[Author Prev][Author Next][Thread Prev][Thread Next][Author Index][Thread Index]

Re: [tor-talk] problem reinstalling NoScript



On 10/4/2016 11:50 PM, krishna e bera wrote:
On 04/10/16 10:03 PM, Joe Btfsplk wrote:
In TBB 6.0.5 (Win), NoScript 2.9.0.14 it seemed to be misbehaving.
It wasn't showing many trackers in the icon drop list, on sites where
there would be plenty.
I UNchecked "Allow Scripts Globally."

I uninstalled it - closed TBB.  Removed  NoScript entries in pref.js &
restarted TBB, then reinstalled fresh NS copy - 2 separate times.
Didn't fix it.
Without seeing whatever was left in your TBB folder from previous
self-updates and from other add-ons or from data saved during sessions,
it is difficult to figure out what is going on.

I gave up trying to manage separate addons and settings in TBB long ago
because the interactions between parts is complex and more importantly
every bug that came up could be fixed by
removing the whole TBB directory and starting from scratch.
I see what it is now, that was allowing all 3rd party scripts, while scripts for the base domain were blocked.
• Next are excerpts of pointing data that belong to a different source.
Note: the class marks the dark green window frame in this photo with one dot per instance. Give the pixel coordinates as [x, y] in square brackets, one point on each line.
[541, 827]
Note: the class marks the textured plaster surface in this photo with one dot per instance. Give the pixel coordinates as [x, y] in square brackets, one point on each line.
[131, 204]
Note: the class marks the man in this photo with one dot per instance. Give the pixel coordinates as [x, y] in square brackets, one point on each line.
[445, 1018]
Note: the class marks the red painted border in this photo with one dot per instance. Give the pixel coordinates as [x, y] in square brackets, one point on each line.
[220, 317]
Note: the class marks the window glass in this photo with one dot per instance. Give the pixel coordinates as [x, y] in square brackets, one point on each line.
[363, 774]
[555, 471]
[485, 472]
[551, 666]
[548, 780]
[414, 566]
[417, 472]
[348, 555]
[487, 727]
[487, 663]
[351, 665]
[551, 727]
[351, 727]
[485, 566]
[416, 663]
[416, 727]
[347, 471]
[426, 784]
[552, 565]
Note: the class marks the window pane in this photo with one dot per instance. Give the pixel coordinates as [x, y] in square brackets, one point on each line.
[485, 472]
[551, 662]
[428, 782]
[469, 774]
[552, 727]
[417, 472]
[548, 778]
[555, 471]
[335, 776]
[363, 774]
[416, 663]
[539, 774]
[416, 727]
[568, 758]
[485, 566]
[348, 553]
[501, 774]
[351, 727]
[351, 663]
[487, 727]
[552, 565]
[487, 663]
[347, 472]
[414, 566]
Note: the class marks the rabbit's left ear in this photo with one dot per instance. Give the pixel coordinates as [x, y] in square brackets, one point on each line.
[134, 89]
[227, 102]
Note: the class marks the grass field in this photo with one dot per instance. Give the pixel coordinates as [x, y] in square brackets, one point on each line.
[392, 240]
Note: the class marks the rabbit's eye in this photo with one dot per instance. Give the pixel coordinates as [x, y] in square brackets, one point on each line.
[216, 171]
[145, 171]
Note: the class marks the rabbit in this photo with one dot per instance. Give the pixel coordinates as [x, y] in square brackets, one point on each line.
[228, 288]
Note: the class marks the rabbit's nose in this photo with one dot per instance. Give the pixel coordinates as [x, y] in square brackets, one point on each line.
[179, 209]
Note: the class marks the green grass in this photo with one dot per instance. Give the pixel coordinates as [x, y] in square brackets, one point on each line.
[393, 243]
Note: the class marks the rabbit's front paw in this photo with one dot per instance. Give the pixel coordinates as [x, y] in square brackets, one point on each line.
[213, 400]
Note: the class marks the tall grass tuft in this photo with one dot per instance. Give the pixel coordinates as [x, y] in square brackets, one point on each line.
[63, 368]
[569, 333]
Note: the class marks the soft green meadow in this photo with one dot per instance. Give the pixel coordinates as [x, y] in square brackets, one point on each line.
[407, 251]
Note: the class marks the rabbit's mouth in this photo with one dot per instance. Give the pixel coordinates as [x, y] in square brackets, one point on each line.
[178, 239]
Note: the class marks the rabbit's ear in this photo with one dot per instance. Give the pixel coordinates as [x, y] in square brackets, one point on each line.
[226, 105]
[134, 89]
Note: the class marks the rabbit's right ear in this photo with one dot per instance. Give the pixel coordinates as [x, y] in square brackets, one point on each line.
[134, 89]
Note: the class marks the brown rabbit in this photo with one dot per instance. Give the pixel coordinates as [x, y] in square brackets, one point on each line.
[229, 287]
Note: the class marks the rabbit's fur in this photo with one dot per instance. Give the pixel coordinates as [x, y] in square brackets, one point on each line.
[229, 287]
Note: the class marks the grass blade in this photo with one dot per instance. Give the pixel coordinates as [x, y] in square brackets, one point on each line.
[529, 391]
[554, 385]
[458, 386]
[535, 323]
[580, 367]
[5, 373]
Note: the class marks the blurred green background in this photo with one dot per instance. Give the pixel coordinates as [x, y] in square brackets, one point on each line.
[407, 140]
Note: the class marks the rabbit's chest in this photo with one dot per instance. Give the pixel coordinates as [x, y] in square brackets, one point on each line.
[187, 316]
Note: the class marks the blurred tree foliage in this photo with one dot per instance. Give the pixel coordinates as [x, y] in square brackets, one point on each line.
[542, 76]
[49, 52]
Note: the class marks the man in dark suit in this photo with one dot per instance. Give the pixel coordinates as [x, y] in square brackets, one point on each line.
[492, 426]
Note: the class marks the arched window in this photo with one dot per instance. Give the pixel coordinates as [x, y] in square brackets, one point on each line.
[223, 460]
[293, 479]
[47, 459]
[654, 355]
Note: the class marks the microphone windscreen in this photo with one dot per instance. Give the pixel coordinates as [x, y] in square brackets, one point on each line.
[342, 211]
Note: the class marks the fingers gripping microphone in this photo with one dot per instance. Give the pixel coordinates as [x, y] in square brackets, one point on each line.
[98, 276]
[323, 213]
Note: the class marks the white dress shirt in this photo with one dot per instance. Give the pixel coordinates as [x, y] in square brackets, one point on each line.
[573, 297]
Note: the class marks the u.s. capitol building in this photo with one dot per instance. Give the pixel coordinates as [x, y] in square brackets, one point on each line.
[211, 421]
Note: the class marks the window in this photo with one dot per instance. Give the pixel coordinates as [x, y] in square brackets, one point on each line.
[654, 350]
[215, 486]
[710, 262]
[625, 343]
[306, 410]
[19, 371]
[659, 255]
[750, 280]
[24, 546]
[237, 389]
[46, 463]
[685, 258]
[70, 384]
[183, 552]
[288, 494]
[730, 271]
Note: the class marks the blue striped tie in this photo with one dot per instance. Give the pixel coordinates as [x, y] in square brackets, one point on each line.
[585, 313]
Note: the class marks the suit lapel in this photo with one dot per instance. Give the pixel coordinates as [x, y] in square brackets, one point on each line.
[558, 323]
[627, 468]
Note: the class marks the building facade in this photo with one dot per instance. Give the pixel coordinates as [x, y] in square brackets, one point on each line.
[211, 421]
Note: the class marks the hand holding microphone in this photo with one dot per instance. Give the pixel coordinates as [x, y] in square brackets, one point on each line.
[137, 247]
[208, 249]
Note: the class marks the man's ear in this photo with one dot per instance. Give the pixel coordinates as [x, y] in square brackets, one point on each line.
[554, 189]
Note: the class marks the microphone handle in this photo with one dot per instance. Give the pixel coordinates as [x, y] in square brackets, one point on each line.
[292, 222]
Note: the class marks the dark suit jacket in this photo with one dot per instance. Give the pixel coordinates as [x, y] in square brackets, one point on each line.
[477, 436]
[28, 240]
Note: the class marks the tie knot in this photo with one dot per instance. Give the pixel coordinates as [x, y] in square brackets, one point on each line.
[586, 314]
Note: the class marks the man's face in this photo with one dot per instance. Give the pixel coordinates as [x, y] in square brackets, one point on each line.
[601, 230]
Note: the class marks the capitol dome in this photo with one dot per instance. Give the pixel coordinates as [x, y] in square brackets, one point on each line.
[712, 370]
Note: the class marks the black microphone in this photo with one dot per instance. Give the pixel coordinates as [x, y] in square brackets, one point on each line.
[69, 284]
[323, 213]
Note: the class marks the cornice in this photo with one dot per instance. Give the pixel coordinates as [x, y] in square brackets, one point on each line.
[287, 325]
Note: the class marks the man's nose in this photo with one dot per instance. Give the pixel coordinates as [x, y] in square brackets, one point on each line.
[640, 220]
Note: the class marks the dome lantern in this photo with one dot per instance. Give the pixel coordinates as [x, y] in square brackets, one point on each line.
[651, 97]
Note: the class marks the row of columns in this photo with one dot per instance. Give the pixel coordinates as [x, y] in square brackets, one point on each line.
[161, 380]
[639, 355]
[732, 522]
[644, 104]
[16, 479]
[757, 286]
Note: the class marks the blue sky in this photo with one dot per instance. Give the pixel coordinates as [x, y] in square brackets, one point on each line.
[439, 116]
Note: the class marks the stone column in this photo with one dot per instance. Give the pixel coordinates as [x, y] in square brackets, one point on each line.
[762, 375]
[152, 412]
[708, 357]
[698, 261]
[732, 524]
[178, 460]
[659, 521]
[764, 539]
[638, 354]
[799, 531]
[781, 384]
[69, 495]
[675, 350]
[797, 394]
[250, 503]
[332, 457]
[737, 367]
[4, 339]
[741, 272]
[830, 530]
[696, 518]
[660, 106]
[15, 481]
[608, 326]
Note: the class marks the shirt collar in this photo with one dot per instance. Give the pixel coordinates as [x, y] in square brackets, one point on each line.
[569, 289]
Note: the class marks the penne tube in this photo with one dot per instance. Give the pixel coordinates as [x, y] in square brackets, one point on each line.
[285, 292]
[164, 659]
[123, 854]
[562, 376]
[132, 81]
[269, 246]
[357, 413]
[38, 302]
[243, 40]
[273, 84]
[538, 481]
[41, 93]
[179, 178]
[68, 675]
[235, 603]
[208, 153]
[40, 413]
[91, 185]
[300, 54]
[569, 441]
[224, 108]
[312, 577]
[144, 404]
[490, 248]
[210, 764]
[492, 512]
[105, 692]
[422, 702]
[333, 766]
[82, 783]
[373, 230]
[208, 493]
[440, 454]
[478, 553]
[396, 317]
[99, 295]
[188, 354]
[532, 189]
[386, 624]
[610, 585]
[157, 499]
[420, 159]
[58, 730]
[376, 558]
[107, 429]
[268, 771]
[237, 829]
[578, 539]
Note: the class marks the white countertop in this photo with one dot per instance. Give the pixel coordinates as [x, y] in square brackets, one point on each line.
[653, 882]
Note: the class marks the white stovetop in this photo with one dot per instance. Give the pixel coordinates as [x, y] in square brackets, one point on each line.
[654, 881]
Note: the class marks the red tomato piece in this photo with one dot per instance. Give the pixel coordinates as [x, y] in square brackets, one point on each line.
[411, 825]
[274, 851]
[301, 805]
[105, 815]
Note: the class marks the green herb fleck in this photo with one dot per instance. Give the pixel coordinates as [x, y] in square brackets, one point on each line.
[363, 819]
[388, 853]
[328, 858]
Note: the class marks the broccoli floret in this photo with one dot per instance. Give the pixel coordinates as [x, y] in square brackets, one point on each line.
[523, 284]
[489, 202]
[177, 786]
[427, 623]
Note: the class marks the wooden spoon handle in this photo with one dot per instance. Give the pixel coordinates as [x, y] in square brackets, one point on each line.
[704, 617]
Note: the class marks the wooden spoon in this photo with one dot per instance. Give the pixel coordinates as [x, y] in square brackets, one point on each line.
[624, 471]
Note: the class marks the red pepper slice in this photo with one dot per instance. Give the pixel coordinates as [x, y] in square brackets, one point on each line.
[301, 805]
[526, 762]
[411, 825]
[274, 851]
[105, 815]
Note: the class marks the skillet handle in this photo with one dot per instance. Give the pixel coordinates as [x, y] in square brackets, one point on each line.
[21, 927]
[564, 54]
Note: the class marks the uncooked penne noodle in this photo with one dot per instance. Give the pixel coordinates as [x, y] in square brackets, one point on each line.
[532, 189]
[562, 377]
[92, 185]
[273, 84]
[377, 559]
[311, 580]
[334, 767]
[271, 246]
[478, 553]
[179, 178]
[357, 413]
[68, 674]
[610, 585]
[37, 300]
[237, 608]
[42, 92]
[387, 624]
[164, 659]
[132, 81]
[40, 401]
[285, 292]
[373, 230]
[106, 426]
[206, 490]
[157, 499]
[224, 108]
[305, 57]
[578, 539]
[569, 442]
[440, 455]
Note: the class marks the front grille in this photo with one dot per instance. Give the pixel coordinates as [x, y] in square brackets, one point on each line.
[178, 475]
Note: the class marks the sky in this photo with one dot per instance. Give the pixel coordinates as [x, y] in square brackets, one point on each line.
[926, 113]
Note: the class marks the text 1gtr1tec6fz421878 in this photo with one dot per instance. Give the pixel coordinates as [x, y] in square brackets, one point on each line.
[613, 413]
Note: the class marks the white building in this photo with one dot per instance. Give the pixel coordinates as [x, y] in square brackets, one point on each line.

It's a NoScript setting that Tor devs put in the \Tor Browser\Browser\TorBrowser\Data\Browser\profile.default\preference\extension-overrides.js file.

They enable the Pref "NoScript.CascadePermissions" - that corresponds to Options > Advanced > Trusted - *"Cascade top document's permissions to 3rd party scripts."*
In NoScript, it's disabled by default.
Note: The section title for these options is "Additional permissions for TRUSTED sites."

If you have scripts blocked globally, or just one base domain has scripts *blocked*, AND the option "Cascade...permissions..." is *checked*, scripts from the base domain are blocked but it allows ALL 3rd party scripts, even though the base domain is still blocked.

I doubt this is how most users expect this to work. I'm not sure Tor devs knew it works this way, when the base domain is blocked.
I hope they didn't know & didn't do this intentionally.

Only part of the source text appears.